Users around the globe can take advantage of privacy rights that become law in Europe this week.

European Commission in Brussels

Microsoft customers beyond Europe will be covered by Microsoft's new privacy rules.

Getty Images

Microsoft announced on Wednesday that it would extend the rights provided by Europe's General Data Protection Regulation to all consumers worldwide. 

The privacy rules include the right to know what data Microsoft collects on users, as well as the ability to correct that data, delete it and even take it to another service provider.
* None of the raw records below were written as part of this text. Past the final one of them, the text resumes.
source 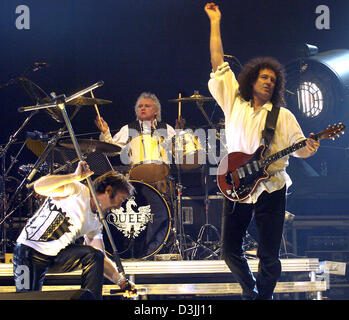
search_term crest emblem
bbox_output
[106,196,154,238]
[25,198,72,242]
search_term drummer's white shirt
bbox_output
[17,182,103,256]
[99,120,176,148]
[208,62,306,203]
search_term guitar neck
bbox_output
[260,132,321,167]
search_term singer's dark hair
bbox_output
[237,56,286,108]
[93,171,134,198]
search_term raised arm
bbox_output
[205,2,224,72]
[33,161,93,197]
[95,116,110,135]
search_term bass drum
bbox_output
[103,180,171,260]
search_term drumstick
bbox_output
[90,90,101,120]
[178,93,181,120]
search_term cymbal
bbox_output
[38,96,112,123]
[68,96,112,106]
[40,96,112,106]
[58,138,121,155]
[168,93,214,103]
[26,138,48,157]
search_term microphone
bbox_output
[33,62,50,72]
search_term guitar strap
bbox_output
[262,105,280,150]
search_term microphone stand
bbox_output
[18,82,128,279]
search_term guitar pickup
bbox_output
[245,163,252,175]
[253,161,259,171]
[236,167,245,178]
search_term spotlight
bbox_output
[286,47,349,129]
[296,81,323,118]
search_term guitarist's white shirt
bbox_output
[208,62,306,203]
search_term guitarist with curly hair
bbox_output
[205,2,320,300]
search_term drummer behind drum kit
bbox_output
[1,85,258,262]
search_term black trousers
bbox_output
[222,186,286,300]
[13,243,105,299]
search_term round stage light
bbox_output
[286,49,349,128]
[296,81,324,118]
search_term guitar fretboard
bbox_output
[259,131,322,167]
[259,140,307,167]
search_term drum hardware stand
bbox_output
[170,99,189,260]
[0,102,83,229]
[172,155,190,259]
[190,164,221,260]
[191,97,228,260]
[161,175,181,256]
[0,71,74,257]
[174,163,188,259]
[4,156,84,230]
[18,82,132,290]
[0,108,40,258]
[0,129,67,231]
[186,93,224,260]
[192,91,228,154]
[194,97,219,133]
[1,84,85,218]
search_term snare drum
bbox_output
[173,130,205,170]
[103,180,171,260]
[129,134,170,183]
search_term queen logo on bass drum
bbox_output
[106,196,154,238]
[103,180,171,260]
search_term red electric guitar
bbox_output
[217,123,345,202]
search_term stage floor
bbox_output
[0,258,331,298]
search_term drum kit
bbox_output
[0,79,256,263]
[98,91,225,261]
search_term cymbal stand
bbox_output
[5,157,83,224]
[0,109,39,256]
[174,153,187,259]
[0,102,83,228]
[187,99,223,260]
[194,96,219,132]
[194,97,228,152]
[0,127,65,226]
[164,175,181,256]
[170,95,189,259]
[18,82,129,281]
[190,164,221,260]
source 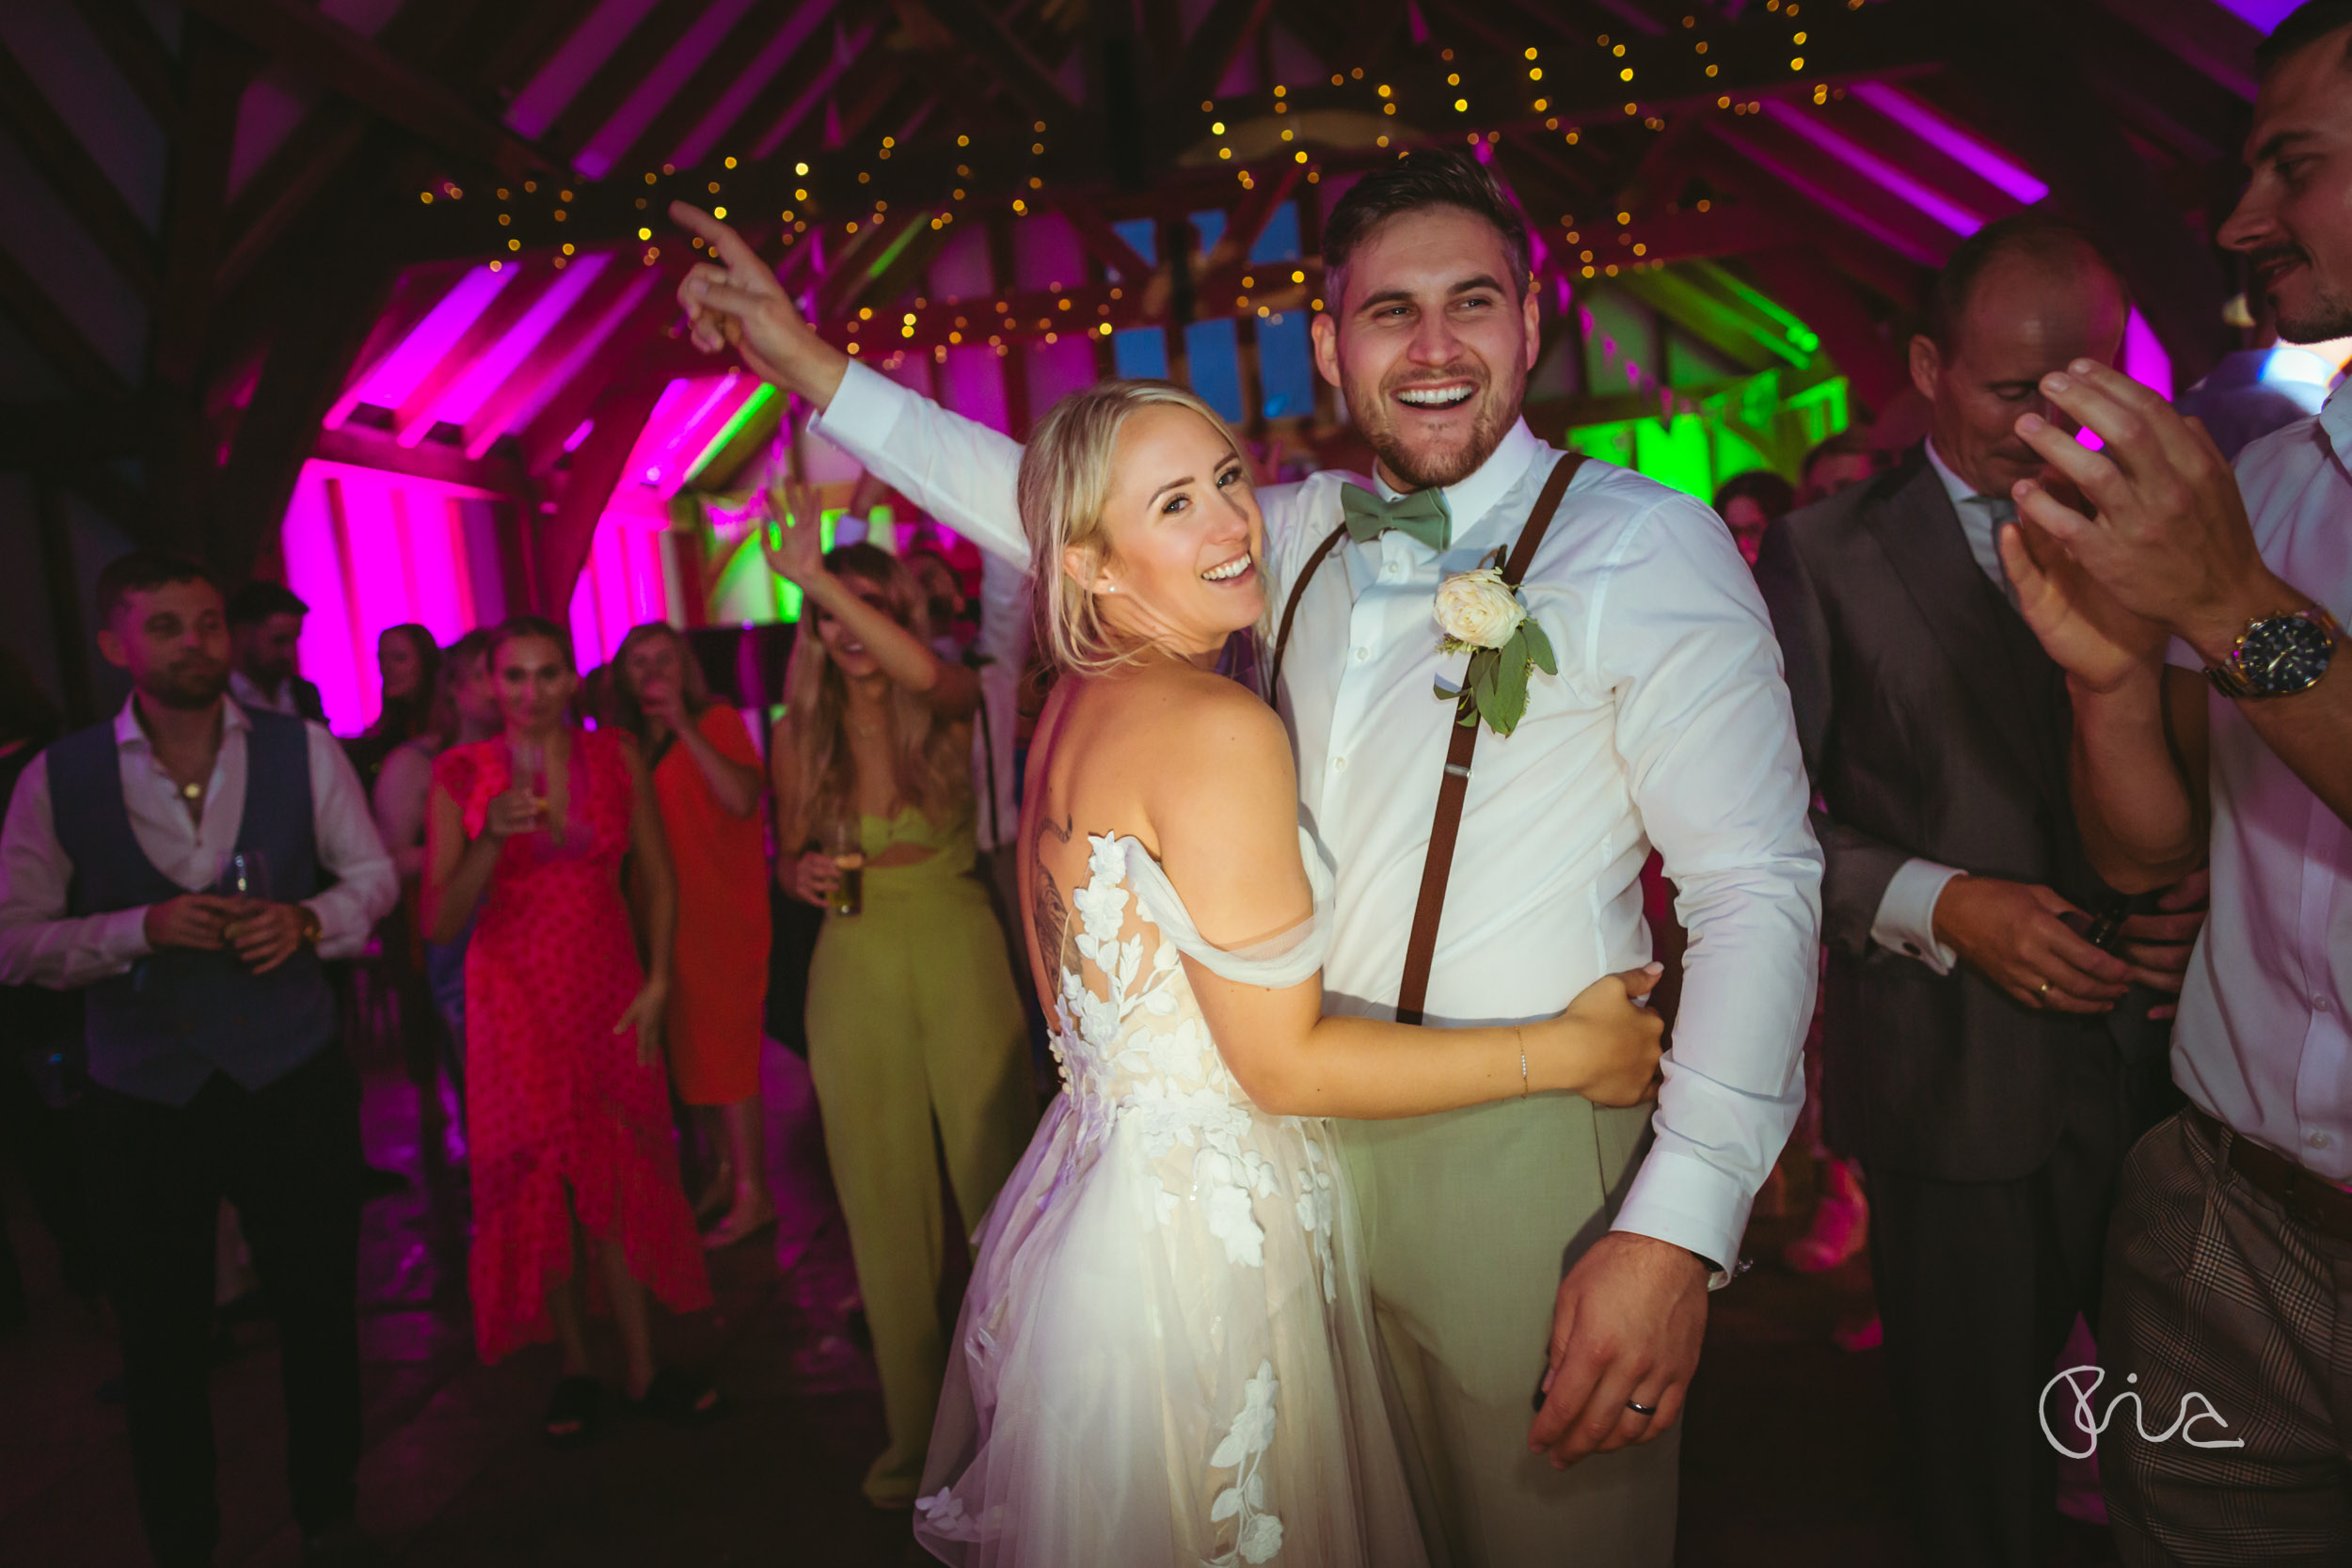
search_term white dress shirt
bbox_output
[971,550,1031,853]
[2162,384,2352,1180]
[1864,439,2018,975]
[229,668,301,717]
[0,697,397,989]
[811,362,1821,1275]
While these rights comply with Europe's new law, they'll also be available to all Microsoft users.

"As an EU regulation, GDPR creates important new rights specifically for individuals in the European Union," said Julie Brill, Microsoft's corporate vice president and deputy general counsel, in a statement. "But we believe GDPR establishes important principles that are relevant globally."

GDPR, which raises the standards and stakes of personal data privacy, goes into effect Friday. The law gives European citizens more control over their personal data, and aims to clarify rules and responsibilities for online services with European users.   

But the law won't just impact businesses and users in Europe. Any company that operates in the continent or that has European users will have to observe the stricter privacy standards and provide users with greater access to and control of their data. 

Several large online services and social media companies have been updating their privacy policies and terms of service to prepare for the legislation. Facebook CEO Mark Zuckerberg faced a handful of questions on GDPR during his congressional testimony in April and during his meeting with the European Parliament this week, where he said the company would be fully compliant with the regulation on Friday. Google has also released an updated privacy policy that'll go into effect with GDPR.  

Despite Microsoft's extension of the privacy rules, there isn't a law to enforce them globally. No one outside the European Union will be able to file an official complaint based on GDPR, and Microsoft won't be required to pay any fines for not following the law outside the EU.